In a similar agreement, in February this year Shell moved back into Namibia by acquiring the 90% interest of Signet Petroleum in Blocks 2913A and 2914B, after Signet had carried out 2-D seismic work. Namcor holds the other 10% of the licence covering the blocks, which lie in the Orange basin.
But farming-in to de-risked blocks produced a disappointment for Repsol in June, when it drilled the first well in a licence it moved into in early-2013. The well, Welwitschia-1A in the Walvis basin, was dry at total depth - and its cost, raised by drilling and logging problems and the start of winter weather, is expected by the operator to be 10% over the $91m budget. Repsol has 44% of the licence, covering Blocks 1910A, 1911 and 2011A, with UK company Tower Resources holding 30% and Arcadia holding 26%.
Also disappointed is Brazil's HRT, which completed a three-well programme last year - although one well, Wingat-1 in the Walvis basin, gave oil shows and allowed oil source-rocks to be identified for the first time. Wingat-1 was drilled in the 2212/07 block, held by HRT with 86% and Galp Energia with 14%. HRT, which holds 10 blocks in Namibia, says the challenge now is to link source rock to reservoir. The company is planning a fourth well next year, for which it is seeking a farm-in partner.

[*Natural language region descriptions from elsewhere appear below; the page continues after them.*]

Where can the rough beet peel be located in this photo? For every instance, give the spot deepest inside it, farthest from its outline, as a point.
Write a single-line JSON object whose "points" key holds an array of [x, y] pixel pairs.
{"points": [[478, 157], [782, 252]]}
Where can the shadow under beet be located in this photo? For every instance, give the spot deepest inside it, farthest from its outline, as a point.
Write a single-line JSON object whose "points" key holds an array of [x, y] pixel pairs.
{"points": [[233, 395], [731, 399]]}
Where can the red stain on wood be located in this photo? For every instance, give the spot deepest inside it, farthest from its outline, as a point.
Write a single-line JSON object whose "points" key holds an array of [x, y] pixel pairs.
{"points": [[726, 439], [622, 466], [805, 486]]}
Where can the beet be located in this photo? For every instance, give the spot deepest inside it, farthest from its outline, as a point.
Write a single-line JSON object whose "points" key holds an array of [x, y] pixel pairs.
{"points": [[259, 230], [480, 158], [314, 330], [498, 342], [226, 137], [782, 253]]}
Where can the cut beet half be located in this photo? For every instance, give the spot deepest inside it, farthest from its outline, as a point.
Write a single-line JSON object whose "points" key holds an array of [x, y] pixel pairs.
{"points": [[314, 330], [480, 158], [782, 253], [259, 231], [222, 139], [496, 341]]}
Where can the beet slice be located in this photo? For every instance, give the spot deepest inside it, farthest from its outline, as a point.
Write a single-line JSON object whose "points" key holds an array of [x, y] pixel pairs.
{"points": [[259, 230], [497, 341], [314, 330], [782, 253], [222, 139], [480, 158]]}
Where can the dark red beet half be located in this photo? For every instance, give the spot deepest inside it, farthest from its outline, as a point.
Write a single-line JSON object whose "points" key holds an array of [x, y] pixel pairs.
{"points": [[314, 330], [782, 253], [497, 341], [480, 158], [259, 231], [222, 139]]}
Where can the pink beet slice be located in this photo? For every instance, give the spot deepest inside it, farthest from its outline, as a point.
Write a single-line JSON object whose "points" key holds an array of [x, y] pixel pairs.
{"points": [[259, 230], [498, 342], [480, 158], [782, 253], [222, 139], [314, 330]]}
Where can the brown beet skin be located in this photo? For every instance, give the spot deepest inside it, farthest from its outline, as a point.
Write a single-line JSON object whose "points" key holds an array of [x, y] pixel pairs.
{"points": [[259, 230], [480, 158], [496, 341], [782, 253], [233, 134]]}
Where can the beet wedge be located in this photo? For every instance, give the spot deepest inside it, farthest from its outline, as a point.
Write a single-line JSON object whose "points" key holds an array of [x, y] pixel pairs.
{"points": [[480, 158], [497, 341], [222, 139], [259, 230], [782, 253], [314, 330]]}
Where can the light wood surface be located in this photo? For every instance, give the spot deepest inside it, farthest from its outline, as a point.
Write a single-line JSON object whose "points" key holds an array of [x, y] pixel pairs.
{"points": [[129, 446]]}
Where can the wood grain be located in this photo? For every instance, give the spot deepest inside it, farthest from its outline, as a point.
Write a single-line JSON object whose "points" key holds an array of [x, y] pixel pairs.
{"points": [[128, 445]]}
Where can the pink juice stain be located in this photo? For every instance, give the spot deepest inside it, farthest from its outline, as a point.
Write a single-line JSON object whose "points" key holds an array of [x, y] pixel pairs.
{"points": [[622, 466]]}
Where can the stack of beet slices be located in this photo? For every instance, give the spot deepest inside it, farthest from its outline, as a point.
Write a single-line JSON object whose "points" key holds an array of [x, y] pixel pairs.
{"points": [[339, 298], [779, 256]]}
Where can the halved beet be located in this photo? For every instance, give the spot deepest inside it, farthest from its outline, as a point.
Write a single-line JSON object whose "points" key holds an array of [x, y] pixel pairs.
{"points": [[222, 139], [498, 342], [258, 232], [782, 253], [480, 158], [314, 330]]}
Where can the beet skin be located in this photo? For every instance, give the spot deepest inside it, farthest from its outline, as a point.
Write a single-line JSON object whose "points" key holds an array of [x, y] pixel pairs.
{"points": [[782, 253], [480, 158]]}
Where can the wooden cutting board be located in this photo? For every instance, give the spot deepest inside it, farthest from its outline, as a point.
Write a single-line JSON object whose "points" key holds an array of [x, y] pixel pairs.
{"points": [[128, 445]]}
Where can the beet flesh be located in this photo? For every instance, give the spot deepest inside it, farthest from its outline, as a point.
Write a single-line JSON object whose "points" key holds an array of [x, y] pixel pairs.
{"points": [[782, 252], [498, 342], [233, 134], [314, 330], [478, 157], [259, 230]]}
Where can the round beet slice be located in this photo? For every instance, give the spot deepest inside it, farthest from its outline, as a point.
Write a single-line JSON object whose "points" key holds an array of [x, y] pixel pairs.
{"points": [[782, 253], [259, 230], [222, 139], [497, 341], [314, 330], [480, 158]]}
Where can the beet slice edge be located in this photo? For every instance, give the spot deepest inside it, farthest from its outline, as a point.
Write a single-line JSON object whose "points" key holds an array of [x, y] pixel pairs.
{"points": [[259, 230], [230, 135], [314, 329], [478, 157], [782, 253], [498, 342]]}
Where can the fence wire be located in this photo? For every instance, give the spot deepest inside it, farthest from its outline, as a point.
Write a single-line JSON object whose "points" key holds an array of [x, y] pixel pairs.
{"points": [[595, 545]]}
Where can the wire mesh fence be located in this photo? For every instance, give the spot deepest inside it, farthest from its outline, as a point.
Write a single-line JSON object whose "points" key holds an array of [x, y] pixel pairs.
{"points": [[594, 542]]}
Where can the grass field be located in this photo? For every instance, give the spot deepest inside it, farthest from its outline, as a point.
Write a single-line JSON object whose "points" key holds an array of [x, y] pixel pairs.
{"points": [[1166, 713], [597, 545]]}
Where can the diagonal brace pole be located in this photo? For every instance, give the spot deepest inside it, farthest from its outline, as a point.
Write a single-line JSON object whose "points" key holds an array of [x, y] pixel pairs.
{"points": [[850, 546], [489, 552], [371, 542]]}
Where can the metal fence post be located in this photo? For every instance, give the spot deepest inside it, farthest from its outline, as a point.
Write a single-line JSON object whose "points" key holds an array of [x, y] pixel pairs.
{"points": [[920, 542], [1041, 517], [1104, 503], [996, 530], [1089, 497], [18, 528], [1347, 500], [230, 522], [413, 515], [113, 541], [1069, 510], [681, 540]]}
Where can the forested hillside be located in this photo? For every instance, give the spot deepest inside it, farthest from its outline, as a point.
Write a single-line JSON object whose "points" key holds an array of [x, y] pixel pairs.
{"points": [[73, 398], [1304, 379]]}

Figure1: Namibia offshore blocks
Tullow shares the optimism for the Walvis basin, in July agreeing to farm-in to the licence covering the 2012A block, operated by Canada's Eco Atlantic. The agreement will give Tullow a 25% interest in return for paying for a 1,000 square km 3-D seismic survey, with Eco Atlantic's interest falling from 70% to 45% - other interests are Azinam, 20% and Namcor, 10%. Tullow can earn an additional 15% from Eco Atlantic, and take over as operator, if it elects to drill a well.
Also seeking farm-in partners is Guernsey-registered Chariot, which holds areas in the northern, central and southern offshore and says it has identified 25 prospects and seven leads. Chariot says it has drill-ready prospects in its northern and central blocks, with the outlook for a northern block potentially to be lifted by the awaited result of another operator's well, nearby. In the south, it plans to take in a partner to finance 3-D seismic, having carried out 2-D work.
Namibia has operated an open-door licensing system for 15 years, as a result of which there are now 45 exploration licences in force, held by 32 groups, according to Namcor. The licences cover most of the offshore out to about 3,000 metres water-depth, with deeper areas being mostly open. In view of the interest in the country's offshore, the ministry of mines and energy is considering ending the open-door arrangement and returning to licensing rounds.
Fiscal terms for oil and gas production are said to be comparatively attractive. The state will take a royalty of 5%, and corporation tax is charged at 35%. There is also an additional profits tax, in three tiers linked to field profitability - the tax becomes payable, at 25%, when the after-tax real rate-of-return reaches 15%, with biddable higher rates applying at profitability-thresholds of 20% and 25%. Exploration costs incurred anywhere in Namibia can be set against corporation tax, and there is no capital gains tax.